Hello Alteryx Community,
I'm hoping someone can kindly help me with this scenario. I've built a vector search index using Google Cloud's Vertex AI, and it works well, but the costs are adding up, so I'd like to find a way to run it offline in Alteryx.
Here's what I've done so far:
My question: Is there a way to replicate this vector search functionality offline in Alteryx? For example, using the Python Tool with libraries like Faiss for dense search and something for sparse/hybrid queries? Since I already have the JSON file with the vectors, I'd love to load it, create a local index, and run queries without relying on Google Cloud.

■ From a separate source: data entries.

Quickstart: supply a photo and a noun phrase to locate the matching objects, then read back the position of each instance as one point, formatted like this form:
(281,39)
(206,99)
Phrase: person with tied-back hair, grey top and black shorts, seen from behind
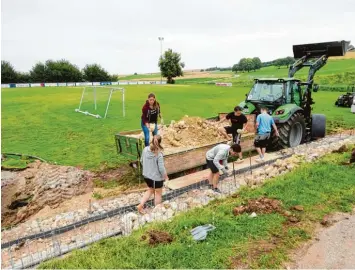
(154,172)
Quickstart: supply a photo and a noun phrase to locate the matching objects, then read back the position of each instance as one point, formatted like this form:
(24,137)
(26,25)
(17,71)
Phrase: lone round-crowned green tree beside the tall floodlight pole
(170,65)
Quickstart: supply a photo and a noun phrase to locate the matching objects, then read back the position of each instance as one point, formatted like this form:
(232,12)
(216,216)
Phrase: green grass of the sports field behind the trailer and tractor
(42,121)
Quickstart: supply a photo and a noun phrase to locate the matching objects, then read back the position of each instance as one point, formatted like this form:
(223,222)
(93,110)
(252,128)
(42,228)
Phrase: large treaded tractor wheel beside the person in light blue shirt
(292,133)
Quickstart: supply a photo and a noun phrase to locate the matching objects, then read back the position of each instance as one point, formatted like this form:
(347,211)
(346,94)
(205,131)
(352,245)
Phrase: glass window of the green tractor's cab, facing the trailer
(266,91)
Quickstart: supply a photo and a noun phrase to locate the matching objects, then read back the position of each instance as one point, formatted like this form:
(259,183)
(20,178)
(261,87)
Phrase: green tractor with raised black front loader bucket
(289,100)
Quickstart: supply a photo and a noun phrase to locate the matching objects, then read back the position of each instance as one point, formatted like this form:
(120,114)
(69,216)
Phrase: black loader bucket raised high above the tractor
(333,48)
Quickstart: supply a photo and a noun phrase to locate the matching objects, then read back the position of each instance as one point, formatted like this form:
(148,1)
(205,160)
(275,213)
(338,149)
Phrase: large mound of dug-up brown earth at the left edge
(38,186)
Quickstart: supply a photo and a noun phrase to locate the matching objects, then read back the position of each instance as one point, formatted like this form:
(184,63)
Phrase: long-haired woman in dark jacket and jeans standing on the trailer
(149,120)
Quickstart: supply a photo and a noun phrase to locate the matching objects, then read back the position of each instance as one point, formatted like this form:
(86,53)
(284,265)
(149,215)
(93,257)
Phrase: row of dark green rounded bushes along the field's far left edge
(55,71)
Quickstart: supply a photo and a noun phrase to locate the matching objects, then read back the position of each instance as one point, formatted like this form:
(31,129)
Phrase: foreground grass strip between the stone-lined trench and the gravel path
(261,242)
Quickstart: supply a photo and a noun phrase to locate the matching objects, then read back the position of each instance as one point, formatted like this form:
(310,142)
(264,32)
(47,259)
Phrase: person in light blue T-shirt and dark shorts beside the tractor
(264,122)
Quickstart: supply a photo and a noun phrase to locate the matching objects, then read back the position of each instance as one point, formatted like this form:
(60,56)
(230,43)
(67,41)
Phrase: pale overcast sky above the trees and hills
(122,36)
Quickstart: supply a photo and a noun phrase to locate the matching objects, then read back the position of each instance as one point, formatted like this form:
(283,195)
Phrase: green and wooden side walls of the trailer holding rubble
(185,160)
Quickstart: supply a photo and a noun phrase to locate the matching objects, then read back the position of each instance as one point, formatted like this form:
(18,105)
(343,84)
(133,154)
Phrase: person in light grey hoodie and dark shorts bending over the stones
(217,155)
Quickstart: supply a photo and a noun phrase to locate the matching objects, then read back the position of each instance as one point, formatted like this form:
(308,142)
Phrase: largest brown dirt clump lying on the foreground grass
(261,206)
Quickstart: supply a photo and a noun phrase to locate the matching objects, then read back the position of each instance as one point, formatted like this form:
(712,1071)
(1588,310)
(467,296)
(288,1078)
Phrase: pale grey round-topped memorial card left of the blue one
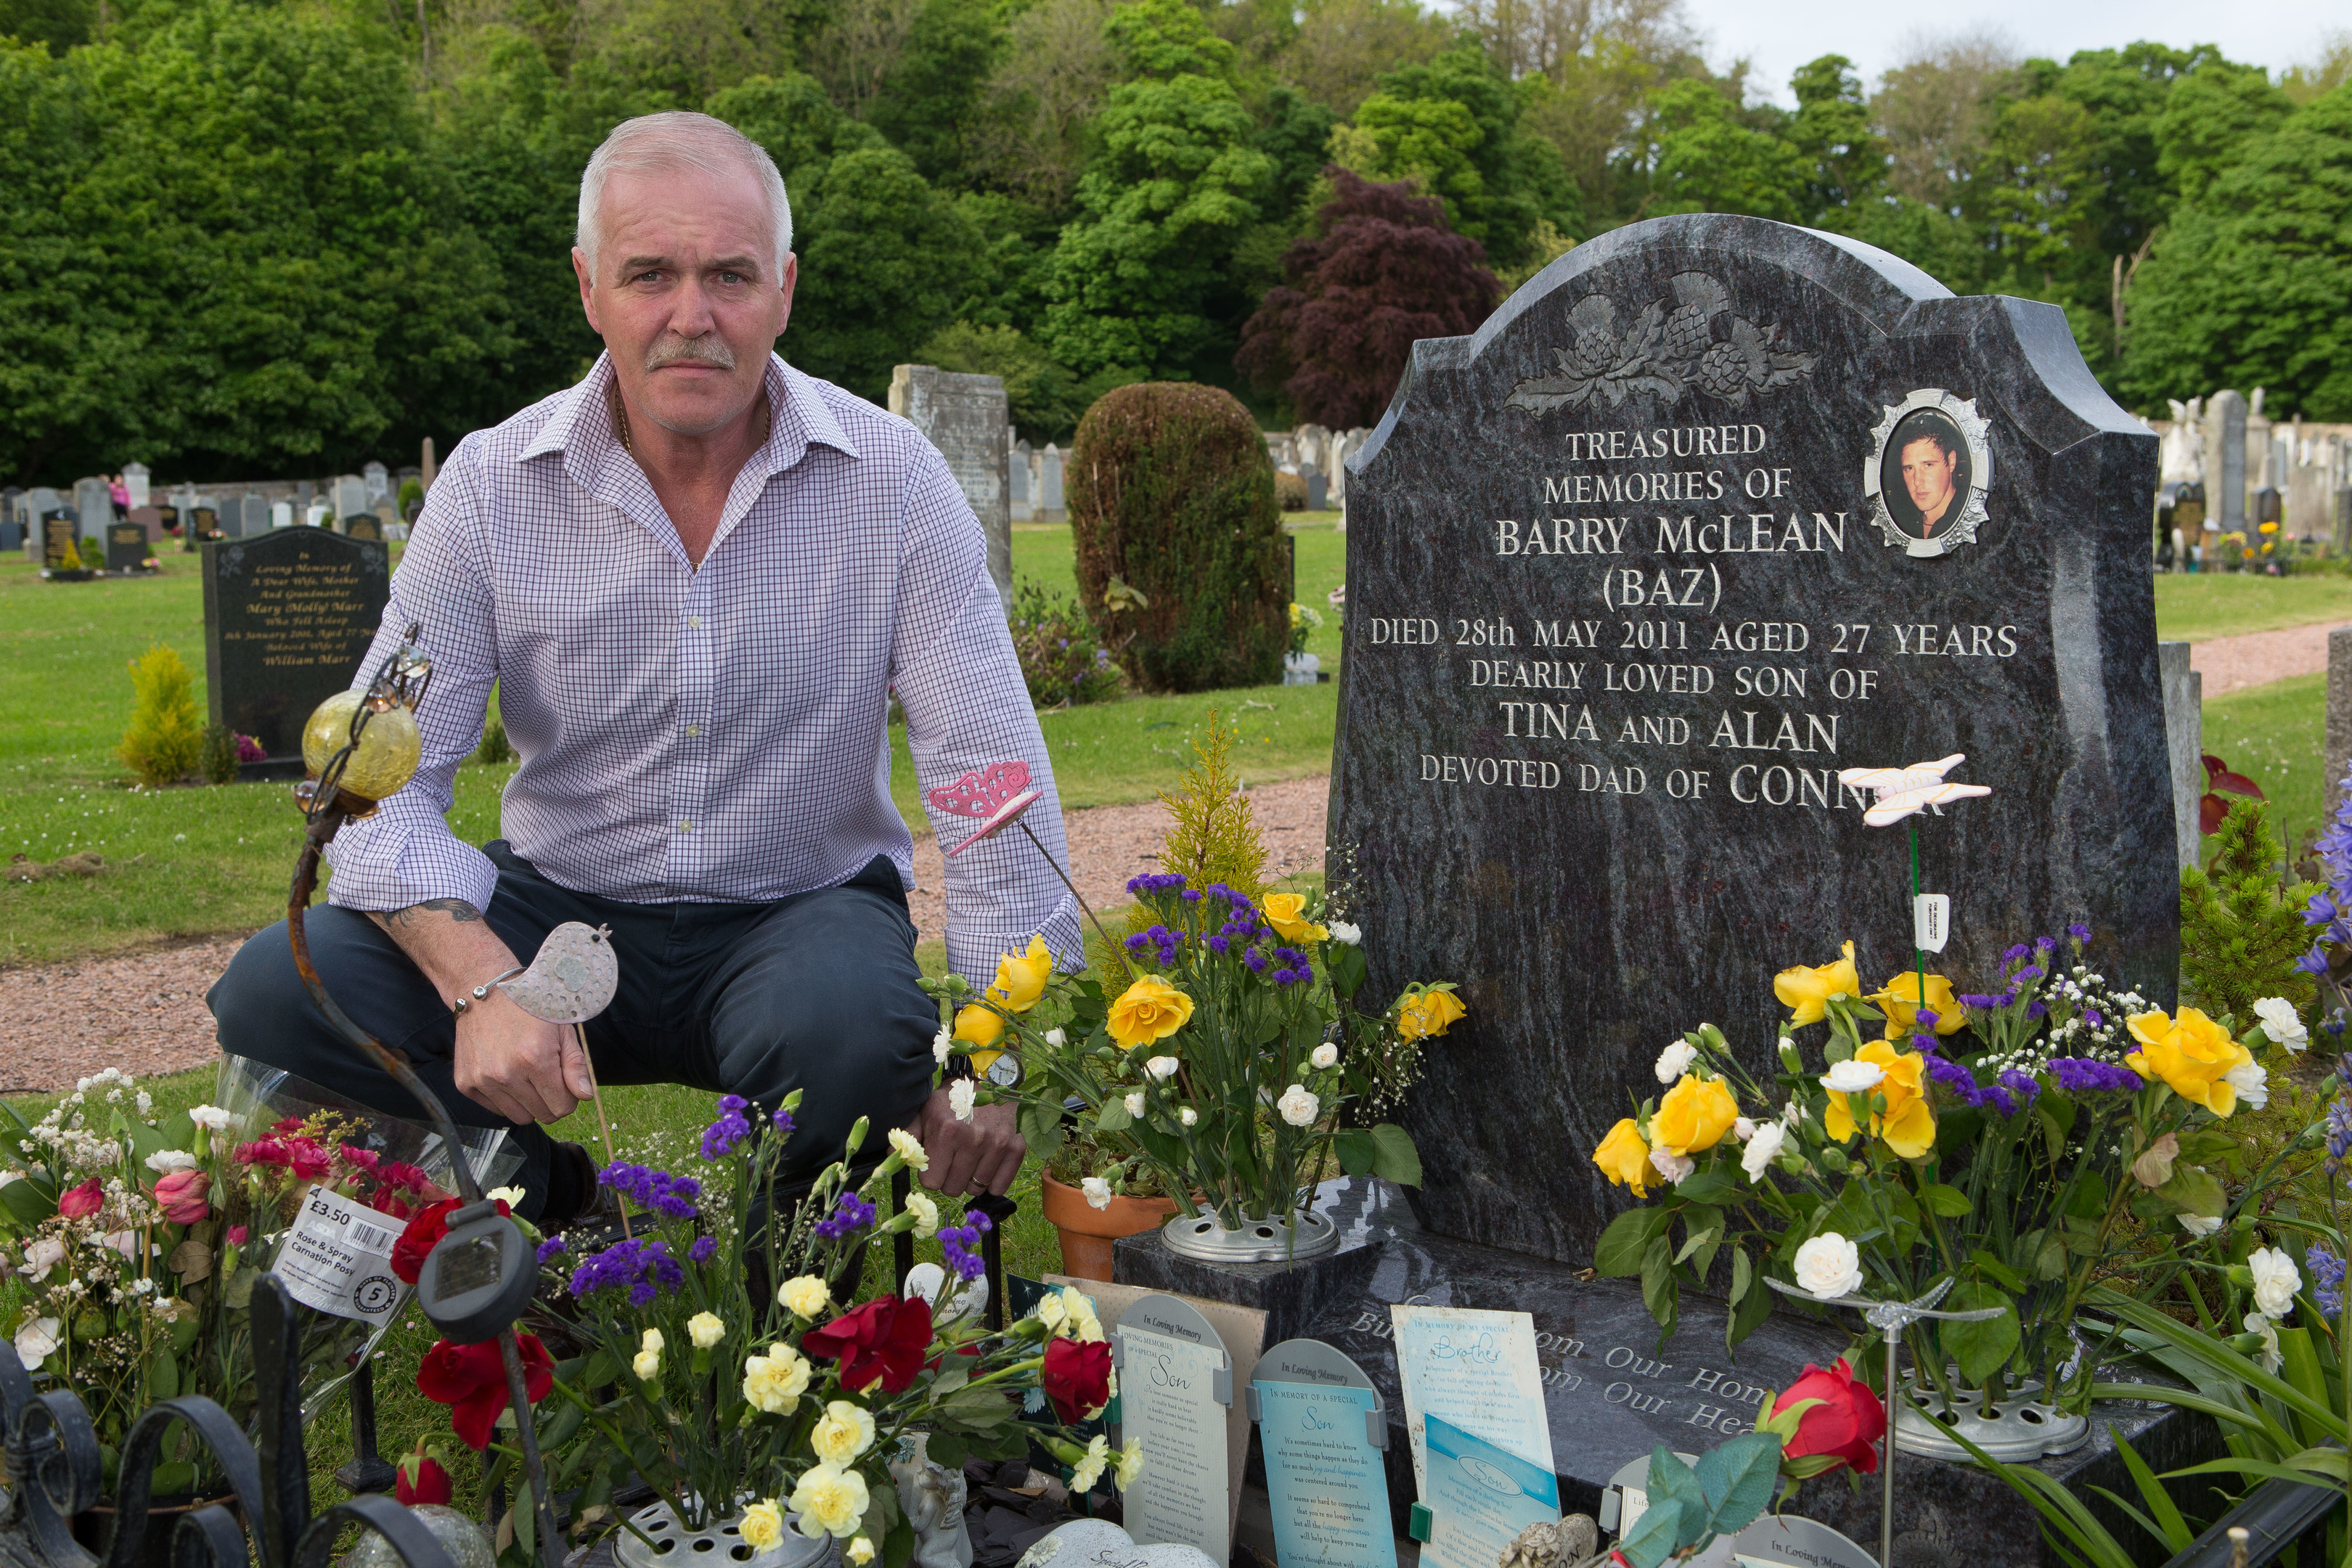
(1168,1398)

Any guidance, sample workflows, or code snippets would be greatly appreciated! I'm open to suggestions on handling the dense and sparse embeddings in Alteryx.
Thanks in advance for your help!
You want to run it offline, then you'd need to have an offline LLM model in your local system.

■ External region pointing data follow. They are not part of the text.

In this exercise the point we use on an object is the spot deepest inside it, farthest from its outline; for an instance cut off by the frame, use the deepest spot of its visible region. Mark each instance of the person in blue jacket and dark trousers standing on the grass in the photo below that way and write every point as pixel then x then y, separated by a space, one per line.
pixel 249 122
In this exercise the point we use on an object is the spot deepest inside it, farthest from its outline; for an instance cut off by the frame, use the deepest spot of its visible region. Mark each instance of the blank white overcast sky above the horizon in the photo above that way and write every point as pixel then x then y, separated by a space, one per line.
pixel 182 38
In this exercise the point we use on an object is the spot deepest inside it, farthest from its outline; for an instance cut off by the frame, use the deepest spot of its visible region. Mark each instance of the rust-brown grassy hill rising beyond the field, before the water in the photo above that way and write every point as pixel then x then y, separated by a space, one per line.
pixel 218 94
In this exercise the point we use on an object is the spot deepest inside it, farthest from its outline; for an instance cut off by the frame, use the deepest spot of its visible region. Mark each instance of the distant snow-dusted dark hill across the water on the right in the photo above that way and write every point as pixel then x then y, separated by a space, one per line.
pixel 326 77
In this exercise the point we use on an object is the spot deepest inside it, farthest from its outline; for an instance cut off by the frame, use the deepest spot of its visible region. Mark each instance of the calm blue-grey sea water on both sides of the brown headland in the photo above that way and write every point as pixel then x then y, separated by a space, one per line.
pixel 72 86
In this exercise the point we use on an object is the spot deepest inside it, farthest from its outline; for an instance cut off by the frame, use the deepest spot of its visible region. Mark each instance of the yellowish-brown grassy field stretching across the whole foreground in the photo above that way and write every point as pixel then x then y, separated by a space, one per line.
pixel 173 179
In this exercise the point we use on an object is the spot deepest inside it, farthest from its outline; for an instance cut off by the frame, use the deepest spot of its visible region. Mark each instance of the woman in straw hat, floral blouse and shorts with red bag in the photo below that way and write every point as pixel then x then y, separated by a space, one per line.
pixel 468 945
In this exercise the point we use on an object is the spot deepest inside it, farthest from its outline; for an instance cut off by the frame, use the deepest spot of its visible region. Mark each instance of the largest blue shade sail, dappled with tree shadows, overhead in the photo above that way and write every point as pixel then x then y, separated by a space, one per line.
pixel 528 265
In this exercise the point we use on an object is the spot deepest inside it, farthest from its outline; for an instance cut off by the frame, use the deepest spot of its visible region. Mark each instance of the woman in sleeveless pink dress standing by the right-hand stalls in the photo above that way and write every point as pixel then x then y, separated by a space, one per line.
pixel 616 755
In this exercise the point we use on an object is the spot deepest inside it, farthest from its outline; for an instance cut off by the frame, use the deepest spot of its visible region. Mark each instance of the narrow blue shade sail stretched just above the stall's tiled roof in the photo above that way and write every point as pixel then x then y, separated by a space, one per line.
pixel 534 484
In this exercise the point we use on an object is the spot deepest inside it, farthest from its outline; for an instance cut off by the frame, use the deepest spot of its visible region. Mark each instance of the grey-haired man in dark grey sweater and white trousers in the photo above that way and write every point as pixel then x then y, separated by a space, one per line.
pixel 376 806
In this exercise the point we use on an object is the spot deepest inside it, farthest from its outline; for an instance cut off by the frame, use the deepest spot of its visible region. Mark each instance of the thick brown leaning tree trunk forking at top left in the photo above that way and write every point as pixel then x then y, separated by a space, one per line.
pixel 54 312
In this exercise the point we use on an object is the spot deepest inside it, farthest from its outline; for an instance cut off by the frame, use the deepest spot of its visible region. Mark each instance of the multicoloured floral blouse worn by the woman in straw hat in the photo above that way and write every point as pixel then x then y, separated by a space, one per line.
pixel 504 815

@buddhiDB --- This is a weird post. The short is 'yes' --- but how you get to 'yes' is your battle - and Alteryx doesn't have a role here. Maybe it's like a last mile trigger or something but it's basically meaningless.
You have vector embeddings. is this a .bin file? if so you run FAISS locally. You can set up a docker container and expose it locally. you can set up whatever type of server (baremetal/cloud/container/container on cloud/container local/container on rasberry pi) you want --- and hit it and self host your embeddings. Your problem --- you cannot create new embeddings without an llm. Can you self-host an llm? Sure. Maybe look at HuggingFace for ideas on how to do that. Are you a google shop? You can expose this all on cloud run via self-hosted containers.
How Alteryx plays into this? You will need to build out an api and have Alteryx hit this like any other api --- or have Alteryx excute python code like any other python code.